我们之所以能够看到五彩斑斓的世界,是因为当眼睛接收到光刺激之后,眼睛视网膜上的细胞对光产生响应,向大脑发送信号,大脑对光刺激进行解读,将其构建为图像。而植物没有眼睛却能和人类一样,感知光质、光强、光照时间、光照方向和光周期等光信号,对周边视觉环境的动态了如指掌。那植物是如何感知光的呢?这就不得不提植物的“眼睛”——光受体(光感受器)。伯小远今天就来为大家介绍一下植物的光受体。

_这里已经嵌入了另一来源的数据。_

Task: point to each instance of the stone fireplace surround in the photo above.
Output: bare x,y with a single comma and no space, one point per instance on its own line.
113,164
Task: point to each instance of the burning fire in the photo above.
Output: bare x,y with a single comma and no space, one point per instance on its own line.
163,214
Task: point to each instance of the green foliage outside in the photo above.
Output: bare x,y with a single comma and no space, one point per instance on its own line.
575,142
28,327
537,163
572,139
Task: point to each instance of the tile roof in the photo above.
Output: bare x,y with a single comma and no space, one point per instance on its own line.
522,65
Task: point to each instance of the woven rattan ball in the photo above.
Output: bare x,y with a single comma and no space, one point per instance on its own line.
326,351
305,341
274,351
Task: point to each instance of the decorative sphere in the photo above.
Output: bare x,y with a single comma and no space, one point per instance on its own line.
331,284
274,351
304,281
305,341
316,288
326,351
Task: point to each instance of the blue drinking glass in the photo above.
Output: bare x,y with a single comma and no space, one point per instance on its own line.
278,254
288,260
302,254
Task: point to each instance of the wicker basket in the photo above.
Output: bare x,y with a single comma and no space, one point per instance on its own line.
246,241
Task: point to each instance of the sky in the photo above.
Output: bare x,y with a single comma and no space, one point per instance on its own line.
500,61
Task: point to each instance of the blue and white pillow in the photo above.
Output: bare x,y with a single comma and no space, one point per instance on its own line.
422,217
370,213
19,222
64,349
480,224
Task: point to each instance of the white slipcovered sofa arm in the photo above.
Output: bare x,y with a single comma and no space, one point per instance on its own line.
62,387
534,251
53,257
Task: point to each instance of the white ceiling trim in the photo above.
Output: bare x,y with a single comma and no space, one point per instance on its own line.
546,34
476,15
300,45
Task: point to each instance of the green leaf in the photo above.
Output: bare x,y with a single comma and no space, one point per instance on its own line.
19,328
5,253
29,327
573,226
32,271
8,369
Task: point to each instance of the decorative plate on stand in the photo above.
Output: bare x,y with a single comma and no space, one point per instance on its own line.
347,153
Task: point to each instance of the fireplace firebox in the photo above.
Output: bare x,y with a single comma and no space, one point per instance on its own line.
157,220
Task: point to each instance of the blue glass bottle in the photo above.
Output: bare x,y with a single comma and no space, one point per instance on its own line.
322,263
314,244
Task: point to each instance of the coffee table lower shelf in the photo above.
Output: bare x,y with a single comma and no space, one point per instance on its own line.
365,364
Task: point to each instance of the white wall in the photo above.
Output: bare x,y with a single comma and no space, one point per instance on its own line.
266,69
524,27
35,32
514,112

植物的光受体是指能够感受光信号并能引发相应植物细胞反应的一类蛋白。具体来说,环境中的光信号首先被植物中能感受不同波长的特定光受体所感知,经过复杂的信号传递网络后这种信号被逐级放大,引起植物中各种生理生化反应。目前已在植物中发现了多种类型的光受体,这些光受体选择性地吸收特定波长的光后被赋予光化学活性,进而将光能转化为生物信号。根据吸收光谱的不同,植物光受体主要分为光敏色素(Phytochromes, phys)、隐花色素(Cryptochromes, CRYs)、向光素(Phototropins, PHOTs)、紫外光(UV)B受体(UVR8)四类(Heijde et al., 2012)(图1),其中隐花色素和向光素也统称为蓝光受体。
图1 高等植物光受体吸收光谱(Heijde et al., 2012)。
光敏色素是由线性四吡咯发色团(Phytochromobilin, PΦB)和脱辅基蛋白共价结合形成的二聚体色素蛋白,吸收红光(600~700nm)和远红光(700~750nm)(Tripathi et al., 2019)。在高等植物中,光敏色素由小基因家族编码,如双子叶植物拟南芥中有五个光敏色素phyA~phyE,单子叶植物水稻中有三个光敏色素phyA~phyC。这些光敏色素被分为光稳定的I型(phyA)和光不稳定的II型(phyB~phyE),PhyB是介导经典红光/远红光可逆低通量响应(LFR)或红光高辐照度响应(R-HIR)的主要红光受体,phyC~E大多与phyB具有冗余的功能。phyA不同于其他光敏色素,负责宽光谱下的极低通量响应(VLFR)和远红光高辐照度响应(FR-HIR),phyA比phyB具有更高的光敏性(Cheng et al., 2021)。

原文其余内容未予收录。